# Comptia Security Plus



## gdorlexa (May 2, 2009)

Hi all--what is the best Security Plus study guide out there that will increase chances of passing the exam for the first attempt? 

There are so many , it's hard to choose

Likewise for the CISSP


----------



## JMPC (Jan 15, 2011)

The best one is the one that works well for you. I would suggest:
CompTIA Security+: Get Certified Get Ahead: SY0-301 Study Guide: Darril Gibson: 9781463762360: Amazon.com: Books
or
CompTIA Network+ Certification All-in-One Exam Guide, 5th Edition (Exam N10-005): Michael Meyers: 9780071789226: Amazon.com: Books

You could also try:
Professor Messer's Free CompTIA SY0-301 Security+ Training Course | Professor Messer - CompTIA A+, Network+, Security+, Linux, Microsoft Technology Training


----------



## greenbrucelee (Apr 24, 2007)

It depends on your experience level.

Security + isn't an entry level cert and isn't designed for someone who wants to be in security, it is designed for people who work in that area.
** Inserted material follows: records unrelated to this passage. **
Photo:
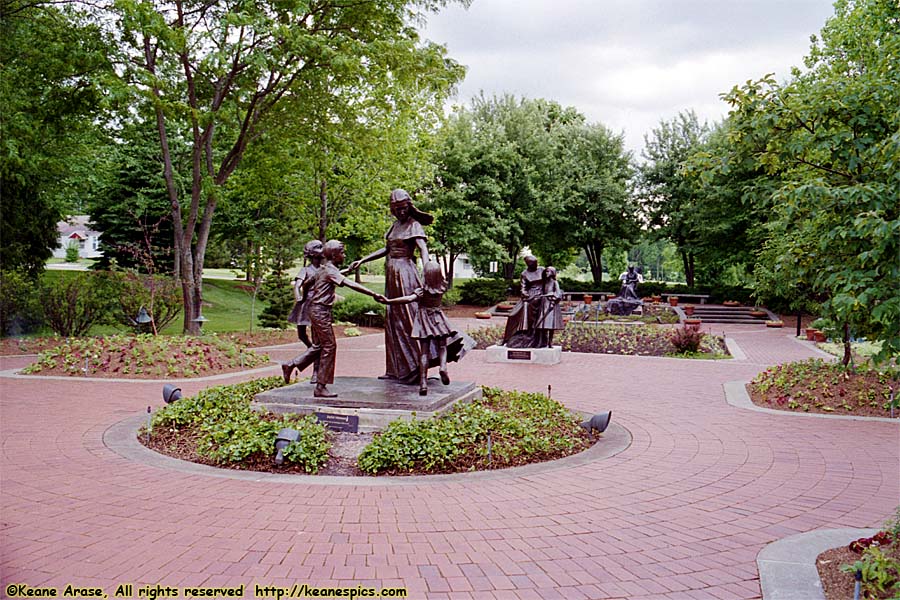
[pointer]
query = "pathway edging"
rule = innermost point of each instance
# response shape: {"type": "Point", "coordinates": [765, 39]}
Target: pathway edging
{"type": "Point", "coordinates": [787, 567]}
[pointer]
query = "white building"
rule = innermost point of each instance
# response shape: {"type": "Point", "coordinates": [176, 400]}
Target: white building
{"type": "Point", "coordinates": [75, 230]}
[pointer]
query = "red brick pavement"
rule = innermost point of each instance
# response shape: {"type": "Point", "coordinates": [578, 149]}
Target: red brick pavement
{"type": "Point", "coordinates": [682, 513]}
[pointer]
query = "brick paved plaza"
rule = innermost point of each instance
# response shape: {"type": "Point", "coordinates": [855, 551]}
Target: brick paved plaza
{"type": "Point", "coordinates": [681, 513]}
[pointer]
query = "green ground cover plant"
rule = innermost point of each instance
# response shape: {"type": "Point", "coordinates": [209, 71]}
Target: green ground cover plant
{"type": "Point", "coordinates": [523, 428]}
{"type": "Point", "coordinates": [145, 356]}
{"type": "Point", "coordinates": [818, 386]}
{"type": "Point", "coordinates": [219, 427]}
{"type": "Point", "coordinates": [641, 340]}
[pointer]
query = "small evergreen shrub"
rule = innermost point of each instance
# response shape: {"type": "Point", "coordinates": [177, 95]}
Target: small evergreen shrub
{"type": "Point", "coordinates": [483, 292]}
{"type": "Point", "coordinates": [72, 305]}
{"type": "Point", "coordinates": [523, 428]}
{"type": "Point", "coordinates": [225, 429]}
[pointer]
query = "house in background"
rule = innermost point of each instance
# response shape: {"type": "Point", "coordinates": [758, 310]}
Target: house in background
{"type": "Point", "coordinates": [75, 230]}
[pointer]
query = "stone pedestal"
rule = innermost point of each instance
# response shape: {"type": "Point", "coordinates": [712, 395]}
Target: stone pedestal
{"type": "Point", "coordinates": [535, 356]}
{"type": "Point", "coordinates": [374, 402]}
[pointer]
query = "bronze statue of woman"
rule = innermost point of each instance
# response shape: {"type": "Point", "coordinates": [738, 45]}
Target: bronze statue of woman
{"type": "Point", "coordinates": [401, 278]}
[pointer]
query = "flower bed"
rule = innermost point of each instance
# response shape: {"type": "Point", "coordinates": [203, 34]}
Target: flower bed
{"type": "Point", "coordinates": [616, 339]}
{"type": "Point", "coordinates": [877, 558]}
{"type": "Point", "coordinates": [145, 357]}
{"type": "Point", "coordinates": [824, 387]}
{"type": "Point", "coordinates": [217, 427]}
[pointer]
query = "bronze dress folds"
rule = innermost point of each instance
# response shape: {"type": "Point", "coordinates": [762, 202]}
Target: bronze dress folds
{"type": "Point", "coordinates": [401, 278]}
{"type": "Point", "coordinates": [519, 331]}
{"type": "Point", "coordinates": [430, 319]}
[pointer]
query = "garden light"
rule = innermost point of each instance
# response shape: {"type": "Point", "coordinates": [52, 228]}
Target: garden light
{"type": "Point", "coordinates": [598, 422]}
{"type": "Point", "coordinates": [143, 317]}
{"type": "Point", "coordinates": [171, 393]}
{"type": "Point", "coordinates": [285, 438]}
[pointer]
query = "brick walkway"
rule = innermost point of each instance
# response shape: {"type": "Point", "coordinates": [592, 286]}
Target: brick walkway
{"type": "Point", "coordinates": [682, 513]}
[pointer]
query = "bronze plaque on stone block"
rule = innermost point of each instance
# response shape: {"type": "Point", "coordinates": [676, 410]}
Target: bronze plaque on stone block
{"type": "Point", "coordinates": [349, 423]}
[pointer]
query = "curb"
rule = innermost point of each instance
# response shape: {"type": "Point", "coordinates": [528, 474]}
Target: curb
{"type": "Point", "coordinates": [737, 396]}
{"type": "Point", "coordinates": [787, 567]}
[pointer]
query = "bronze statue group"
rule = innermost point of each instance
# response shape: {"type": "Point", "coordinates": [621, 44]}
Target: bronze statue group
{"type": "Point", "coordinates": [417, 334]}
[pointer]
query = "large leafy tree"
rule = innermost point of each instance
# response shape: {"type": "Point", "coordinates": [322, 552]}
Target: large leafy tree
{"type": "Point", "coordinates": [215, 73]}
{"type": "Point", "coordinates": [831, 135]}
{"type": "Point", "coordinates": [52, 64]}
{"type": "Point", "coordinates": [671, 196]}
{"type": "Point", "coordinates": [592, 205]}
CISSP on the other hand is for security pros who have extensive experience in the area.

Security + is a grey area as many people get it without experience and just through study and it doesn't harm them when looking for jobs. However if you got CISSP with no work experience you would find it hard to get a job as its designed as I said for people with extensive experience.

The books mentioned are good ones.


----------



## BosonMichael (Nov 1, 2011)

I can't recall which Security+ book we used for a reference for our practice exam product... will try to remember to check tomorrow.



greenbrucelee said:


> However if you got CISSP with no work experience you would find it hard to get a job as its designed as I said for people with extensive experience.


 You can't get the CISSP without experience. Before you can even register for the exam, you have to submit your resume (complete with relevant work experience) and have another CISSP vouch for you.


----------



## T_Rex (Oct 21, 2012)

You can register for the exam but you can't _take_ it until the resume submission is given and accepted. This varies by submission-to-company. I have helped 11 people submit and pass this exam.


----------